Tracking Development Environment Setup can refer to this [document](../../docs/en/get_started.md).

### 2. Dataset Prepare

Tracking Dataset Prepare can refer to this [document](../../docs/en/user_guides/tracking_dataset_prepare.md).

### 3. Training

Due to the influence of parameters such as learning rate in default configuration file, we recommend using 8 GPUs for training in order to reproduce accuracy. You can use the following command to start the training.

**3.1 Joint training and tracking**

Some algorithm like ByteTrack, OCSORT don't need reid model, so we provide joint training and tracking for convenient.

```shell
# Training Bytetrack on crowdhuman and mot17-half-train dataset with following command
# The number after config file represents the number of GPUs used. Here we use 8 GPUs
bash tools/dist_train.sh configs/bytetrack/bytetrack_yolox_x_8xb4-80e_crowdhuman-mot17halftrain_test-mot17halfval.py 8
```

**3.2 Separate training and tracking**

Of course, we provide train detector independently like SORT, DeepSORT, StrongSORT. Then use this detector to track.

```shell
# Training Bytetrack on crowdhuman and mot17-half-train dataset with following command
# The number after config file represents the number of GPUs used. Here we use 8 GPUs
bash tools/dist_train.sh configs/bytetrack/yolox_x_8xb4-amp-80e_crowdhuman-mot17halftrain_test-mot17halfval.py 8
```

If you want to know about more detailed usage of `train.py/dist_train.sh/slurm_train.sh`,
please refer to this [document](../../docs/en/user_guides/tracking_train_test.md).

### 4. Testing and evaluation

### 4.1 Example on MOTxx-halfval dataset

**4.1.1 use joint trained detector to evaluating and testing**

```shell
bash tools/dist_test_tracking.sh configs/bytetrack/bytetrack_yolox_x_8xb4-amp-80e_crowdhuman-mot17halftrain_test-mot17halfval.py 8 --checkpoint ${CHECKPOINT_FILE}
```

**4.1.2 use separate trained detector to evaluating and testing**

```shell
bash tools/dist_test_tracking.sh configs/bytetrack/bytetrack_yolox_x_8xb4-amp-80e_crowdhuman-mot17halftrain_test-mot17halfval.py 8 --detector ${CHECKPOINT_FILE}
```

**4.1.3 use video_baesd to evaluating and testing**

we also provide two_ways(img_based or video_based) to evaluating and testing.
if you want to use video_based to evaluating and testing, you can modify config as follows

```
val_dataloader = dict(
    sampler=dict(type='DefaultSampler', shuffle=False, round_up=False))
```

#### 4.2 Example on MOTxx-test dataset

If you want to get the results of the [MOT Challenge](https://motchallenge.net/) test set, please use the following command to generate result files that can be used for submission.
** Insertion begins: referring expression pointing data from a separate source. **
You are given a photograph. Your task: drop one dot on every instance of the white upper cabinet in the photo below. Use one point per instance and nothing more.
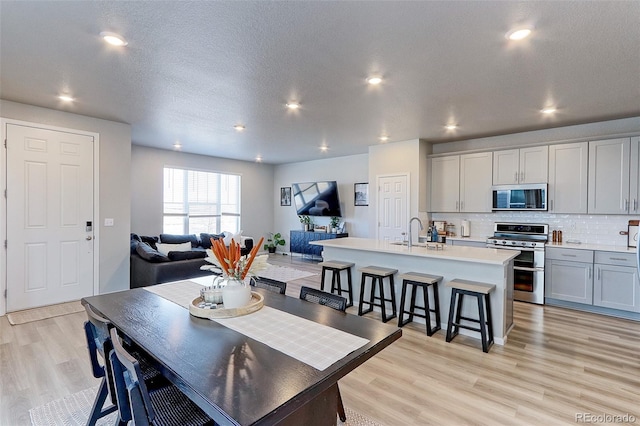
(461, 183)
(445, 184)
(609, 176)
(525, 165)
(634, 171)
(475, 182)
(568, 164)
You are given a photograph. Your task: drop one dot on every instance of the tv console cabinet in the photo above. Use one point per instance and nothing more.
(299, 241)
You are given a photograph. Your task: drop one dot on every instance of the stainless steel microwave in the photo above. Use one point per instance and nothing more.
(519, 197)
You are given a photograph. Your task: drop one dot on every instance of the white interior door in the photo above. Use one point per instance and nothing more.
(393, 207)
(49, 214)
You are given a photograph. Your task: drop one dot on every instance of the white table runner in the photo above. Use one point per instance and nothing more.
(314, 344)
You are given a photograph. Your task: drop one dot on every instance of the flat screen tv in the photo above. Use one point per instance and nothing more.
(316, 198)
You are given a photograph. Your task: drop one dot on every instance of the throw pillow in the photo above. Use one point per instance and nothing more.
(228, 236)
(178, 239)
(149, 240)
(145, 251)
(185, 255)
(166, 248)
(205, 239)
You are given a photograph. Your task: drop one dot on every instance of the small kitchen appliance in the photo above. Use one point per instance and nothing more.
(528, 266)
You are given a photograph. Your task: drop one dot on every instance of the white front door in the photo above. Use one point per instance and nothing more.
(49, 215)
(393, 207)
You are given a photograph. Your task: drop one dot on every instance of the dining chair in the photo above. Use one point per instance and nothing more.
(336, 302)
(97, 331)
(323, 298)
(269, 284)
(164, 406)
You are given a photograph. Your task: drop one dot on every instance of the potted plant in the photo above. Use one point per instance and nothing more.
(334, 223)
(305, 221)
(273, 241)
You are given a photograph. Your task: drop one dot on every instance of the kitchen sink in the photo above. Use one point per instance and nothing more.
(405, 243)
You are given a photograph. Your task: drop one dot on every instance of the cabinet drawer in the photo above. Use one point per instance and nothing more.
(573, 255)
(615, 258)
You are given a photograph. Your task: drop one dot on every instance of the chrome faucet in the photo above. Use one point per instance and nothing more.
(409, 229)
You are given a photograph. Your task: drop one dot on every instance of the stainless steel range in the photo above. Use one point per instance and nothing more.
(528, 269)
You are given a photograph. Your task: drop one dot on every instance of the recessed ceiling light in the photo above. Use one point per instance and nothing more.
(519, 33)
(66, 98)
(113, 38)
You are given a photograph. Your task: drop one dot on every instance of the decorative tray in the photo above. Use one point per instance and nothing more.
(256, 303)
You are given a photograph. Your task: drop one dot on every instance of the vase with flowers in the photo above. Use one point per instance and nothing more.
(235, 268)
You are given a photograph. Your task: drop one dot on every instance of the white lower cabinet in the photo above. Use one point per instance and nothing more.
(570, 281)
(569, 275)
(616, 286)
(598, 278)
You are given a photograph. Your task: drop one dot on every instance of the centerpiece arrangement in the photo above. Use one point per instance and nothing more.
(235, 268)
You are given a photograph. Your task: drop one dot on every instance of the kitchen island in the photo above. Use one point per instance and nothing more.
(492, 266)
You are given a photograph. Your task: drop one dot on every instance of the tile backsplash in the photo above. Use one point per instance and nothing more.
(588, 229)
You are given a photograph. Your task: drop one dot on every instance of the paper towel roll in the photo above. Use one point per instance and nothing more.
(465, 229)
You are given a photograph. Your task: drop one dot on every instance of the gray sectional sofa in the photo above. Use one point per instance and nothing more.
(150, 267)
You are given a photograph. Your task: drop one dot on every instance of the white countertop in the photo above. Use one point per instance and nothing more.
(464, 254)
(598, 247)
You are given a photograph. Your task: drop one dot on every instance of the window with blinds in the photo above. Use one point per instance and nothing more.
(197, 201)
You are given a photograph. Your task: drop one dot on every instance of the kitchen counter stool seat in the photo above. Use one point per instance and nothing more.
(336, 268)
(481, 291)
(377, 275)
(415, 280)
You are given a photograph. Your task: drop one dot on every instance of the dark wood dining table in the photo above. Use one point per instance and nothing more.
(237, 380)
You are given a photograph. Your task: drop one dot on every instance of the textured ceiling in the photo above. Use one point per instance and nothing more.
(192, 70)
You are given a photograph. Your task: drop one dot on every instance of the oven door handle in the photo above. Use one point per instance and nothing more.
(521, 268)
(515, 248)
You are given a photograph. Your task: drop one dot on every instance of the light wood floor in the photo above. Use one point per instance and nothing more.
(557, 364)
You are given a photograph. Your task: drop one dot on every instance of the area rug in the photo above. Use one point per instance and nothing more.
(73, 410)
(284, 274)
(44, 312)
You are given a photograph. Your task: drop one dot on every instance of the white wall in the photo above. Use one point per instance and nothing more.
(346, 171)
(147, 166)
(114, 190)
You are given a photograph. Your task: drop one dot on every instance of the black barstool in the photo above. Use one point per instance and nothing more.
(481, 291)
(336, 268)
(377, 275)
(415, 280)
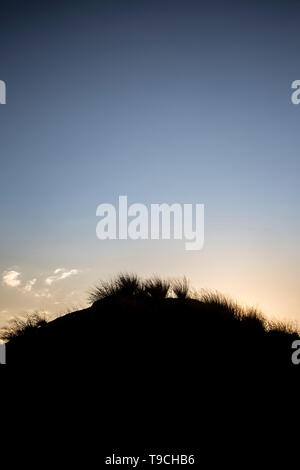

It will be stored in `./mot_17_test_res`, you can modify the saved path in `test_evaluator` of the config.

```shell
bash tools/dist_test_tracking.sh configs/bytetrack/bytetrack_yolox_x_8xb4-amp-80e_crowdhuman-mot17halftrain_test-mot17test.py 8 --checkpoint ${CHECKPOINT_FILE}
```

If you want to know about more detailed usage of `test_tracking.py/dist_test_tracking.sh/slurm_test_tracking.sh`,
please refer to this [document](../../docs/en/user_guides/tracking_train_test.md).

### 5.Inference

Use a single GPU to predict a video and save it as a video.

```shell
python demo/mot_demo.py demo/demo_mot.mp4 configs/bytetrack/bytetrack_yolox_x_8xb4-amp-80e_crowdhuman-mot17halftrain_test-mot17halfval.py --checkpoint ${CHECKPOINT_FILE} --out mot.mp4
```

If you want to know about more detailed usage of `mot_demo.py`, please refer to this [document](../../docs/en/user_guides/tracking_inference.md).